Natural stimulants

Stimulants are a group of chemicals called alkaloids derived from plants. These chemicals are capable of producing amphetamine-like effects. These plant-derived alkaloids are in absinthe, caffeine, khat(miraa), and ephedra.
Khat (qat) has been used in the Sub-Saharan Africa for more than 1000  years. Its use is now common in many parts of Africa and, until quite recently, legal in the United Kingdom, although there is an increasing movement to ban the plant. Its use is increasingly prohibited in Europe, not so much because chewing khat is associated with toxicity, but because distribution has fallen into the hands of organized crime. The other bad thing with khat is that it promotes laziness as users can chew for a whole day.  Khat is illegal in the United States because it contains restricted drugs (mostly cathenone which is similar to amphetamine.)
Xanthine derivatives, especially caffeine, are the world’s most widely consumed natural stimulants. It’s found in fizzled drinks.
The other important naturally occurring stimulant is ephedrine. It’s derived from the plant Ephedra sinica A ruling by the U.S. Food and Drug Administration (FDA) caused it to be withdrawn from the herbal supplement market in 2004 (Thompson, 2004). The ruling was appealed and overturned, but now the FDA has won its appeal, and ephedra-containing products can no longer be sold (although ephedrine, its active ingredient, is still a legal drug used daily, on a large scale, by hospital anesthesiologists). Pharmaceutical grade ephedrine still remains, arguably (Lee et al., 2004), one of the preferred drugs for the treatment of anesthetic-related hypotension, especially in cardiac and obstetric surgery, where its use seems rarely to cause complications. Ephedra is found in cough medicines as ephedrine.
Absinthe is extracted from wormwood (Artemisia absinthiumand Artemisia pontica), a perennial herb related to sage (Salvia officinalis). The Egyptians used wormwood for medical purposes. Absinthewas mostly used in alcohol in 1870’s.
Manufacture of Absinthe
Absinthe is prepared either as a distillate of aromatic herbs or as a solution made by steeping the herbs in alcohol, so the physical characteristics of any particular sample will depend on the production techniques used by the manufacturer. It will also vary from batch to batch, particularly if the absinthe is home brewed or if the liqueur is made with components purchased from a “head shop.” A fairly high concentration of alcohol is required to keep the various essential oils in solution.
Below is a method of extraction
1.    Combine 2.5 kg wormwood + 5 kg, anise 5 kg, and 5 kg fennel with 91 L of 85% ethanol.
2.    Allow mixture to sit for 12 h (the process is called maceration).
3.    Add 45 L of water.
4.    Distill to 95 L of colorless distillate.
5.    Add coloration consisting of 1 kg Roman wormwood + 1  kg hyssop + 500 gm lemon balm.
6.    Add water to a final volume of 100 L, yielding 74 proof absinthe.
Absinthe is taken by mouth.
The active compounds in absinthe are hujones (αand β), camphor, and pinenes. Hujone act by blocking GABA gated chloride channels in the brain and causing the stimulation and euphoria. This mechanism is also responsible for the convulsions caused by absinthe.
Caffeine is present in many different plants and goes by many different names depending on the plant source.
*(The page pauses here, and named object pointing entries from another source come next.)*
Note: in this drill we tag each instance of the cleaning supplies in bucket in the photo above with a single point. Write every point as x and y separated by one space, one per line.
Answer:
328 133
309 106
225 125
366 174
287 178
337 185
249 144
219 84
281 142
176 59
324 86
It is sometimes called guaranine when extracted from the guarana plant, mateine when found in yerba mate, and theine when found in tea. The main sources of caffeine in consumed beverages are the beans of the coffee plant and the leaves of the tea and yerba plants. Because of their high caffeine content, guarana berries are the main sources of caffeine in commercial food products. Cocoa contains little caffeine. Teas made from the leaves of Camellia sinensis also contain caffeine.
The stimulatory effects of caffeine are a result of its ability to block adenosine type 2A receptors. Blockade of these receptors activates adenyl cyclase, increases concentrations of cyclic AMP, and causes the closing of K+ channels that indirectly increase calcium concentration within cells. In the brain, this leads to stimulation of GABAergic neurons that inhibit the dopaminergic reward system. Basically high levels of cAMP causes the stimulation felt when one takes caffeine. Caffeine also has a diuretic effect through unknown mechanisms.
Effects of caffeine
The worst effects of caffeine is low fetal intrauterine growth. Caffeine causes hypertension probably by increasing blood levels of cAMP. Caffeine also causes insomnia.
Caffeine has also been shown to increase alertness and endurance in athletes.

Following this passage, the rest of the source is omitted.